Golf De Chiberta - France
Biarritz, the
sophisticated resort on the Cote Basque first
popularized by Napoleon III and the Empress
Josephine, has the strongest golfing tradition of
any part of France, and the most exciting
combination of old and new courses. Golf in Biarritz
began with the famous course laid out in 1888 by the
Scottish pros Willie and Tom Dunn near the
lighthouse or le Phare, which is still thriving,
although in modified form, today. Chiberta is an
exceptionally elegant seaside course just north of
Biarritz, in Anglet, founded in 1927 by the
immensely wealthy Belgian banker Albert Lowenstein.

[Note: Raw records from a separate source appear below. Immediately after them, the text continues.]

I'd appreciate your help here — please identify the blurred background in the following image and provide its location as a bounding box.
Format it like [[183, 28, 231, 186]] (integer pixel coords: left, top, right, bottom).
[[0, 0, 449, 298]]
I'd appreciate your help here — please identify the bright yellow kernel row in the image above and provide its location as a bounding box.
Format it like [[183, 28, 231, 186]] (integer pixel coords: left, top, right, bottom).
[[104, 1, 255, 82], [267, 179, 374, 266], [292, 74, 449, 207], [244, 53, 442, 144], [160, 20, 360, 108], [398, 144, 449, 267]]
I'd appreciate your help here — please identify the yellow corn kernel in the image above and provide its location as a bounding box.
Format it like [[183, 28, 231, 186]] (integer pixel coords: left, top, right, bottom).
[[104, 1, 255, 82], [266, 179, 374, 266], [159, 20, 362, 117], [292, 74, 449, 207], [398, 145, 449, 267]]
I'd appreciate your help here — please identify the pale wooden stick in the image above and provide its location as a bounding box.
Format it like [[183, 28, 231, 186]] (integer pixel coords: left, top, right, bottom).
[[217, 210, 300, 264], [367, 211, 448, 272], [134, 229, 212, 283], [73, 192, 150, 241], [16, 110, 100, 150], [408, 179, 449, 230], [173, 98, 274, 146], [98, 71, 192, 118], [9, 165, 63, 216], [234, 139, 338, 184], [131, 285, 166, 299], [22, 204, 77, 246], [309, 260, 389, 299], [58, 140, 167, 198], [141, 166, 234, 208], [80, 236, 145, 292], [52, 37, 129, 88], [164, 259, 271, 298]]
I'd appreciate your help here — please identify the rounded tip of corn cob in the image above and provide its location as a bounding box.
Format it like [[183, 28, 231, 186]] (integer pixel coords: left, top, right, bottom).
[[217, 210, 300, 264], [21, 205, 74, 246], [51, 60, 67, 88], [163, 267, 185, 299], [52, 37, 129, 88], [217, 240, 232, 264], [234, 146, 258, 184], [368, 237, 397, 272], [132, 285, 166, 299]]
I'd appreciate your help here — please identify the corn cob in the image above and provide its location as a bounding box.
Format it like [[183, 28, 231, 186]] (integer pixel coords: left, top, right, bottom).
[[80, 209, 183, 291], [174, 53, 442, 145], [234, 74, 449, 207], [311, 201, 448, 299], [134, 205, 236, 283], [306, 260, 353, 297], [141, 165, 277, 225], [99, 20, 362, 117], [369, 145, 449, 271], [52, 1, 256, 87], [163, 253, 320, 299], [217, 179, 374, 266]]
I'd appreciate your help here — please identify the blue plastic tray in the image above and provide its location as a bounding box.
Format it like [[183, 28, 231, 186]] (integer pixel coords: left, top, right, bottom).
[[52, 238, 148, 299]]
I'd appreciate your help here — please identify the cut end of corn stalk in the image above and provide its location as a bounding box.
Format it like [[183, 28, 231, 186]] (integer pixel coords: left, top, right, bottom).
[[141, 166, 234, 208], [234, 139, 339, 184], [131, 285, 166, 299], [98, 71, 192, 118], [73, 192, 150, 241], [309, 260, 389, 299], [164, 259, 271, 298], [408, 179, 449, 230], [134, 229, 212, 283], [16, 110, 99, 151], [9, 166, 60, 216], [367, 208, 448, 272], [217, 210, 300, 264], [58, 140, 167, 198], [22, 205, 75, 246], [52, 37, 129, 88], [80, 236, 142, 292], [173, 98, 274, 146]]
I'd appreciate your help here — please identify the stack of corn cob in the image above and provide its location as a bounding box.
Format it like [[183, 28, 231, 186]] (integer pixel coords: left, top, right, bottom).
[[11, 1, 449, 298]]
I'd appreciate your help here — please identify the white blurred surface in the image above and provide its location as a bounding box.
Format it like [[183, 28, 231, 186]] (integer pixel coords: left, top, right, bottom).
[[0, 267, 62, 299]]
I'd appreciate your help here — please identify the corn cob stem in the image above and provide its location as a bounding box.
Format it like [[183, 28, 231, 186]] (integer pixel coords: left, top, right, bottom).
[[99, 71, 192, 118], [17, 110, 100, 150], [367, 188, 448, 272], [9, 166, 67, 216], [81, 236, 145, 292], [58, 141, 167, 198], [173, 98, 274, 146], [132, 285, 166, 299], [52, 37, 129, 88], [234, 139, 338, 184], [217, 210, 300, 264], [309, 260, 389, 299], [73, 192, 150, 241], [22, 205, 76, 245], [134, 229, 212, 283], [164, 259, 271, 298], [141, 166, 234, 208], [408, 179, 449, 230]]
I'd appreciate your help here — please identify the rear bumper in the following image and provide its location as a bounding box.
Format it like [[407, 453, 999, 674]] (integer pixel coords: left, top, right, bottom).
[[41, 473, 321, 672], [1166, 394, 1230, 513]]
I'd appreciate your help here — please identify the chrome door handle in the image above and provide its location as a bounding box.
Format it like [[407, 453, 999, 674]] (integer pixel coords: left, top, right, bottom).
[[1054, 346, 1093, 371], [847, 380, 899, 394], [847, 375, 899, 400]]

Designed by the patrician English architect Tom
Simpson, who did much of his best work in France,
the first hole runs down to a green framed by a
Moorish-style palace. Simpson created a syncopated
balance between the hushed holes that run through
the woods and others that burst exuberantly into the
open linksland along the beach of Chiberta, with its
scores of surfers riding the long Atlantic rollers.
Golf De Seignosse - France
Golf de Seignosse is about 20 miles north of
Biarritz, located in Les Landes-a marshy area of
ferns and bracken, where the inhabitants used to get
around on stilts. The dominant feature of this
sparsely inhabited area is the seemingly endless
colonnades of straight umbrella pines planted in the
19th century to curb erosion of the sandy soil.
Designed by American architect Robert von Hagge and
opened in 1989, the course's narrow fairways are cut
through the secluded valleys and ridges of the
Landaise Forest. There are dramatic elevation
changes, with the high holes looking across the pine
forest out to the Bay of Biscayne. There is also a
small golf hotel adjoining the clubhouse, built in
the style of a wood-frame New Orleans villa, painted
a bright maroon.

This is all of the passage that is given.